31.10.07

Amistad


Simón fue siempre todo lo que yo no fui. Era un niño atlético, atrevido, gracioso y extrovertido. A pesar de mi carácter reservado, él entró en mi vida de una forma natural, con gran facilidad, como si una parte de él ya existiera en mi interior y hubiera una conexión más allá de cualquier razonamiento lógico. Durante todo el verano, que se presentaba tedioso y largo como una letanía, pasé horas y horas con mi nuevo amigo. Con él aprendí cada rincón de aquél pueblo de desierto castellano, a bañarme en las balsas de riego de los agricultores y a salir corriendo casi en cueros cuando nos pillaban. Pasábamos también largas horas en mi habitación, en casa de la abuela. Estaba tan contenta de que fuéramos a pasar el verano con ella, que me tenía reservado uno de los mejores dormitorios para mí solito. Allí podíamos representar obras de teatro, hacer batallas, leer durante horas El viaje al centro de la tierra o simplemente tirarnos al suelo y dejar libre nuestra mente, mirando al techo. Ese y los siguientes veranos fueron los mejores de mi vida.

Cuando regresaba a la ciudad volvía a sentirme solo. Mi madre se preocupaba por mí aunque intentara disimularlo, me decía que debía encontrar alguna amistad y olvidarme de que Simón esto, que Simón lo otro. Nunca le gustó, ponía mala cara siempre que lo nombraba.

La muerte de mi padre me convirtió en un pequeño adulto de 12 años de la noche al día. La abuela decidió venirse a vivir con nosotros a pesar de su pánico a la ciudad; debió pensar que podría superarlo junto al de mi madre a la soledad. A veces, cuando los pánicos se acompañan, se dan la mano y desaparecen. Yo dejé de ver a Simón. Cuando fuimos a buscar a mi abuela ya no estaba. En cada uno de los viajes fugaces que hicimos para recoger los últimos trastos que allí quedaban de la abuela, yo me escapaba a buscarlo. Corría por todo el pueblo, tratando de encontrar a mi amigo en todos aquellos lugares en los que habíamos reído tanto. Pero jamás volví a verlo.

Ayer fui a comer a casa de mi madre. La paella le sigue quedando exquisita. Mientras comía el arroz, con la mirada perdida en el plato, pensé que mi relación con ella había sido como una gran paella y cada grano de arroz era un silencio que me comía.
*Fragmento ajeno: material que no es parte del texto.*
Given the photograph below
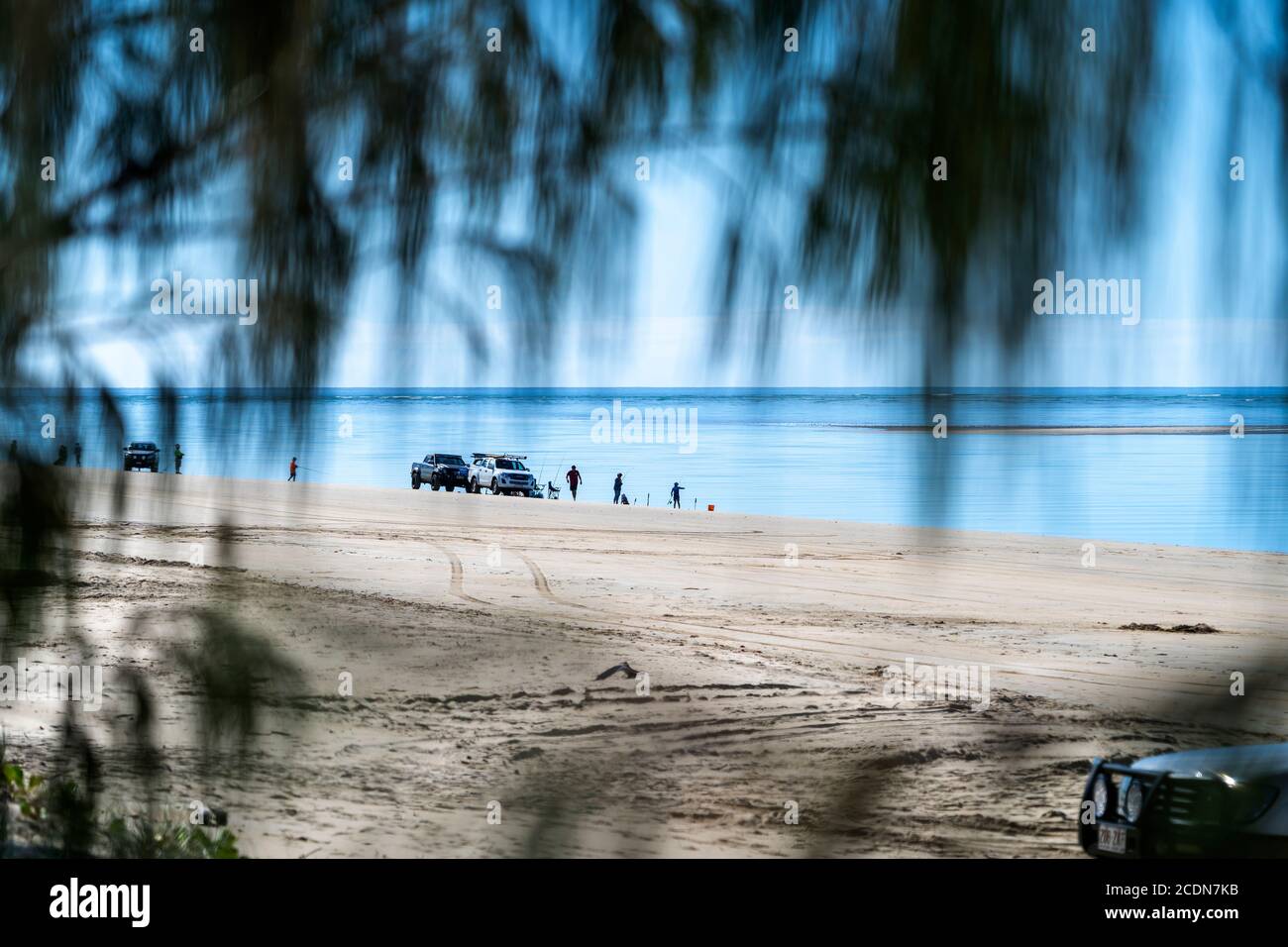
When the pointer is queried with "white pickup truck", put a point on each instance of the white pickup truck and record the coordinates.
(501, 474)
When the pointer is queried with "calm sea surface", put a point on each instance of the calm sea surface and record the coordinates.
(800, 453)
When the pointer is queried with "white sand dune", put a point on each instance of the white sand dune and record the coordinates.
(475, 628)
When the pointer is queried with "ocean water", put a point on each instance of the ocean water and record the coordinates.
(802, 453)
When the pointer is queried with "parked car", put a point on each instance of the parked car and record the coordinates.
(1220, 801)
(501, 474)
(441, 471)
(142, 455)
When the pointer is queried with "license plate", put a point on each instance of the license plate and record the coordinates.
(1112, 839)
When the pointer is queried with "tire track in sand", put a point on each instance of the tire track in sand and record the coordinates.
(459, 578)
(539, 579)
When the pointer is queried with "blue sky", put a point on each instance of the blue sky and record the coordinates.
(1207, 321)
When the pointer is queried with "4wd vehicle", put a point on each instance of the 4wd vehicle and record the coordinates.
(501, 474)
(446, 471)
(1223, 801)
(142, 455)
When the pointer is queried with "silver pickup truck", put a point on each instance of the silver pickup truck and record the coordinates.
(501, 474)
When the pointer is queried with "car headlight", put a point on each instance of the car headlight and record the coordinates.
(1134, 800)
(1100, 793)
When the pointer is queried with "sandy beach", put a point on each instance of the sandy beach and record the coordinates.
(475, 626)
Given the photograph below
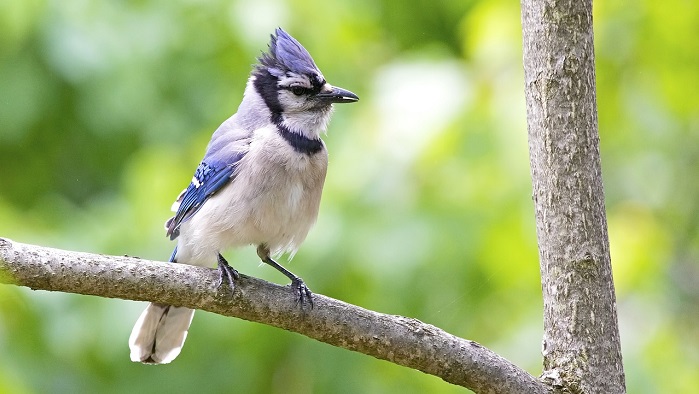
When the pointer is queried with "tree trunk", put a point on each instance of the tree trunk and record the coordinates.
(581, 345)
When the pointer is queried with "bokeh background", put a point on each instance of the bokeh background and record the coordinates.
(106, 108)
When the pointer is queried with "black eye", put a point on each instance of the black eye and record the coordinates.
(298, 90)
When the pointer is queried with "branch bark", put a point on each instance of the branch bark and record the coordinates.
(581, 346)
(401, 340)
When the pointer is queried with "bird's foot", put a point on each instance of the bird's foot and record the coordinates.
(305, 295)
(225, 271)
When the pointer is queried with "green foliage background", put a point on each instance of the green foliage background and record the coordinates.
(106, 107)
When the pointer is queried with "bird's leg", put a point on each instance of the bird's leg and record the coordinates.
(304, 293)
(226, 271)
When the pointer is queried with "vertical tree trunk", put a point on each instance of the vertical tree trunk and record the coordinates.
(581, 338)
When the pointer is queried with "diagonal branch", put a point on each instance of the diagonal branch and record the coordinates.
(401, 340)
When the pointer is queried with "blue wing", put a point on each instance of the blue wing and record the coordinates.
(208, 179)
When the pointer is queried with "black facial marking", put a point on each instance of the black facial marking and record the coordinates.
(300, 143)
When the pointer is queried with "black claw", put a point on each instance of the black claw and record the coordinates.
(227, 272)
(304, 293)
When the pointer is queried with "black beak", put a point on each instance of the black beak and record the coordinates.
(337, 95)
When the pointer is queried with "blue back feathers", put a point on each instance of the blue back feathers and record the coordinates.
(207, 180)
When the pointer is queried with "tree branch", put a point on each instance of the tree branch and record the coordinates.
(401, 340)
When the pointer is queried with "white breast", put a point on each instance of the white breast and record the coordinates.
(273, 199)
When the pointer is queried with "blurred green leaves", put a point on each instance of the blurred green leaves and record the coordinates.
(106, 108)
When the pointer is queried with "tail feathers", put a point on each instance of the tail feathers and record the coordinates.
(159, 333)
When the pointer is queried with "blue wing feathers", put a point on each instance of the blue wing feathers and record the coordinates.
(208, 179)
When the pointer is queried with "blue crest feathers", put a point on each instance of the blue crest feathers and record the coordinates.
(287, 54)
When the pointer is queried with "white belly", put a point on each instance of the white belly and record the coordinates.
(273, 200)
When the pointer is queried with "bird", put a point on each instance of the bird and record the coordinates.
(259, 183)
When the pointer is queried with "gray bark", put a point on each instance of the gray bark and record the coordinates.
(401, 340)
(581, 345)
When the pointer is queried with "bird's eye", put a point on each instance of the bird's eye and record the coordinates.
(298, 90)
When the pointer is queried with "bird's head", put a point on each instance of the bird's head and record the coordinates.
(293, 88)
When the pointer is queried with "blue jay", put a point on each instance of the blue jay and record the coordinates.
(259, 183)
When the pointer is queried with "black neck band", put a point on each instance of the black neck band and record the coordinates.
(299, 142)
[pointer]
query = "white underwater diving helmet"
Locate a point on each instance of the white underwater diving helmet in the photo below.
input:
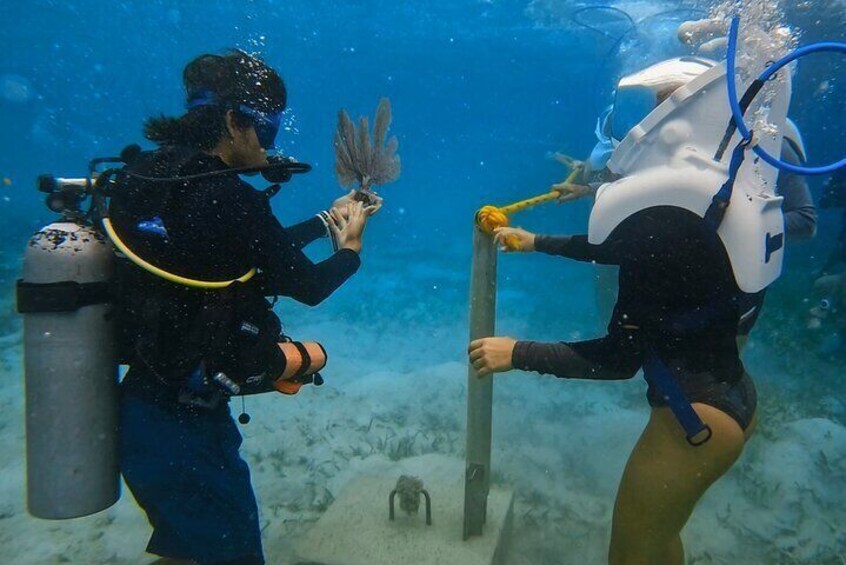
(670, 120)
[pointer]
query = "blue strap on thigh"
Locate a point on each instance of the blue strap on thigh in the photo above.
(661, 377)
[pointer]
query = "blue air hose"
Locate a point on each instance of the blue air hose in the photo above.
(737, 112)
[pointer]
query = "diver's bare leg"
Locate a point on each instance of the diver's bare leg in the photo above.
(664, 479)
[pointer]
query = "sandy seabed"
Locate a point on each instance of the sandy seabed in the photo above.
(396, 389)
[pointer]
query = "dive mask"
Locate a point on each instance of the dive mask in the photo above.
(631, 105)
(266, 124)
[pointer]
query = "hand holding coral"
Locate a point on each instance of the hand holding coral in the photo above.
(491, 355)
(514, 239)
(348, 226)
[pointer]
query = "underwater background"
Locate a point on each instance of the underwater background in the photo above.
(482, 93)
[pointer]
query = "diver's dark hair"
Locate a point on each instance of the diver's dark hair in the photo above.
(229, 80)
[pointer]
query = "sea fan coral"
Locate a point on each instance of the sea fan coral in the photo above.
(357, 160)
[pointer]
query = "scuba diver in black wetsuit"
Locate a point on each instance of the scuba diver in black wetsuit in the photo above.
(671, 265)
(800, 214)
(689, 255)
(190, 346)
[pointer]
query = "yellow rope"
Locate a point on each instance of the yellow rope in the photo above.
(152, 269)
(490, 217)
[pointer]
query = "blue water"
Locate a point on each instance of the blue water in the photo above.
(482, 92)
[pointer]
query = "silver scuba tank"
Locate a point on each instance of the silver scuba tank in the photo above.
(71, 372)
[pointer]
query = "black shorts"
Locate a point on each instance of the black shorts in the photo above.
(739, 399)
(723, 385)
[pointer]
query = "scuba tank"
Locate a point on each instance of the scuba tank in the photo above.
(71, 347)
(70, 364)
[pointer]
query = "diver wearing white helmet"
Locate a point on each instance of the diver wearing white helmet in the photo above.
(688, 259)
(636, 96)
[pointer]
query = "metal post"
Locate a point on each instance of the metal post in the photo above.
(479, 391)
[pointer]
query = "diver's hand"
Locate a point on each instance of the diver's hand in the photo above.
(373, 205)
(348, 226)
(567, 192)
(491, 355)
(514, 239)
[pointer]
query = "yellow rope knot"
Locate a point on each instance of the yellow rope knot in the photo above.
(489, 218)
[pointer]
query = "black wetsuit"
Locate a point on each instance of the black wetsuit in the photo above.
(677, 299)
(181, 459)
(215, 228)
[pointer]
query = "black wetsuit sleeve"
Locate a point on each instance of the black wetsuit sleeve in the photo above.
(614, 357)
(286, 271)
(577, 247)
(305, 232)
(800, 214)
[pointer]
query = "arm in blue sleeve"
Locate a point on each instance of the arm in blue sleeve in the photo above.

Hace años que le dejé de hablar de mi padre, de Simón, de mi infancia, del pueblo. De repente sentí la necesidad imperiosa de romper ese plato de arroz, de abrazarme a ella como si aún fuera un niño y llorar en su regazo todo lo que no lloré porque un día me convertí en adulto. Ella me rodeó con sus brazos y lloró conmigo. Pasamos la tarde hablando, recordando cuando yo era niño. Sonreía mientras me decía lo bueno que había sido siempre, lo bien que me portaba y cómo me entretenía solo. Me contó cómo se armó de paciencia para escuchar mis historias sobre Simón, porque en aquel desértico pueblo yo era el único niño.